Déclaration de Filippo Grandi à la Conférence internationale de soutien à la population et à la souveraineté du Liban, Paris
Déclaration de Filippo Grandi à la Conférence internationale de soutien à la population et à la souveraineté du Liban, Paris
Monsieur le Président de la République,
Monsieur le Président du Conseil des ministres,
La catastrophe au Liban a des conséquences humanitaires multiples. Le déplacement forcé, comme nous l'avons entendu, en est l'une des plus graves. Certaines régions du pays se sont vidées de leurs habitants. Un cinquième de la population a été déracinée. Et 430 000 personnes ont franchi la frontière syrienne – 30 % de Libanais et 70 % de Syriens. Ces derniers ont fui une guerre et en fuient à présent une autre. Il y a quelques jours, j'ai moi-même vu des familles à la frontière emporter ce qu'elles pouvaient sur leur dos le long d'une route détruite par les frappes aériennes israéliennes.
Bien sûr, la solution passe par un cessez-le-feu, suivi d'un accord politique et militaire qui le rende viable. Il n'y a pas d'alternative. Mais en attendant, venir en aide aux civils au Liban – tous, y compris les réfugiés syriens et palestiniens – est une priorité, et je remercie le gouvernement français de nous avoir réunis ici pour discuter et, je l'espère, prendre les mesures qui s'imposent. Le HCR est pleinement engagé dans cet effort, aux côtés des autorités libanaises.
Mais nous ne devons pas oublier la dimension syrienne de cette crise. Permettez-moi de me concentrer sur cet aspect.
Nous ne devons pas oublier que la majorité des Syriens - après des années de guerre, de divisions, de sanctions – faisaient déjà face à des difficultés considérables avant l'éclatement de cette nouvelle crise.

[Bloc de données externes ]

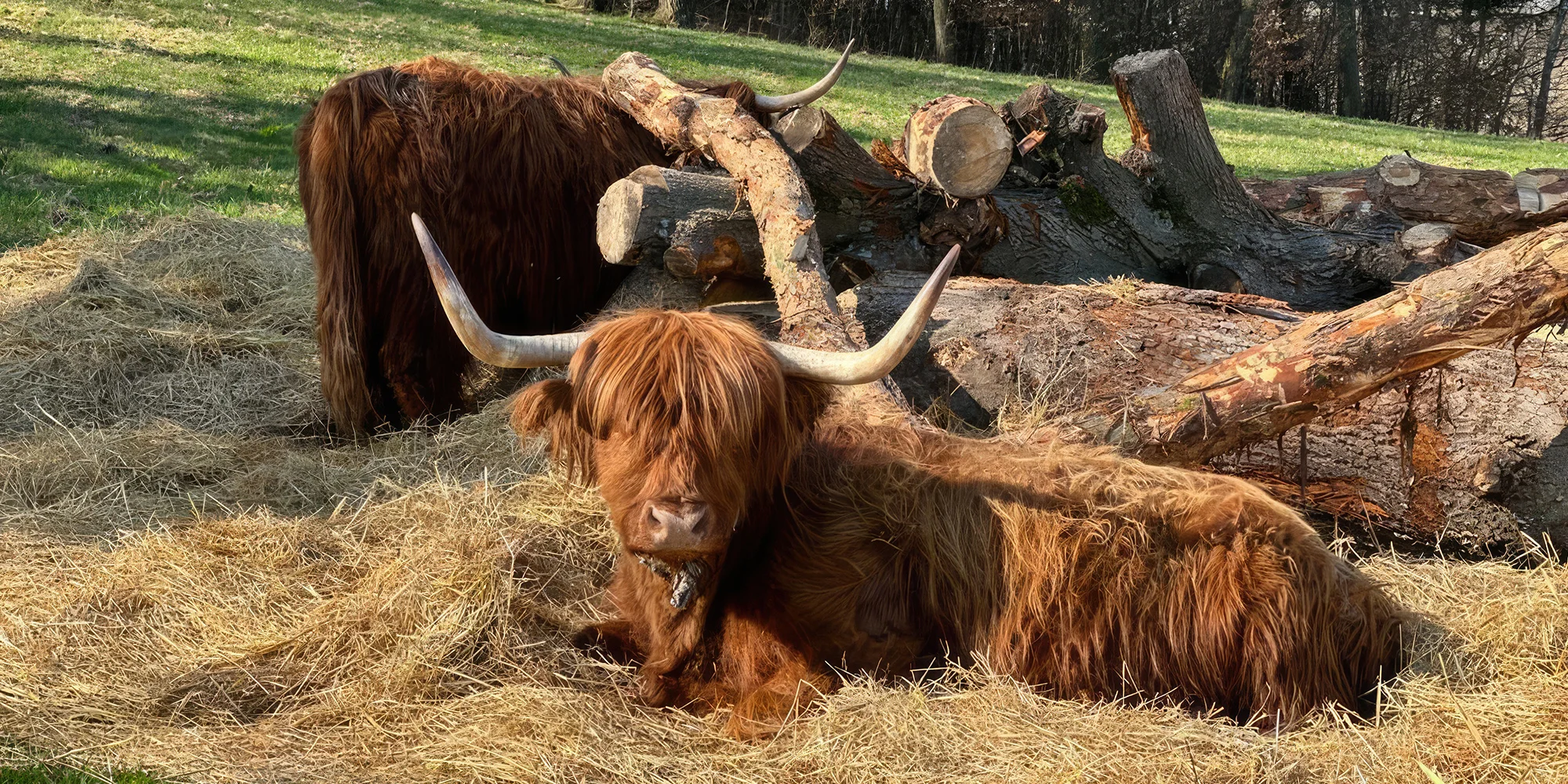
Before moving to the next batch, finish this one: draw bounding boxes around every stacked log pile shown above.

Les nouveaux arrivants – libanais et syriens – sont pour la plupart accueillis par des familles pauvres et fragilisées. En Syrie, l'urgence est aussi bien à la frontière que dans les foyers. Il est urgent d'accroître l'aide humanitaire. Cependant, l'appel inter-agences que j'ai contribué à lancer à Damas le 7 octobre n'est financé qu'à hauteur de 12 %.
Les deux appels de fonds – pour le Liban et pour la Syrie – ont donc besoin d'être soutenus. Ne soyons pas surpris si, faute de pouvoir stabiliser les populations dans ces deux pays, celles-ci décident de chercher refuge ailleurs.
Au HCR, nous travaillons auprès des réfugiés syriens depuis 13 ans. Pour faire en sorte que leur retour, aujourd'hui et à l'avenir, soit sûr, digne et durable – comme je l'ai dit à maintes reprises – nous devons agir sur deux fronts.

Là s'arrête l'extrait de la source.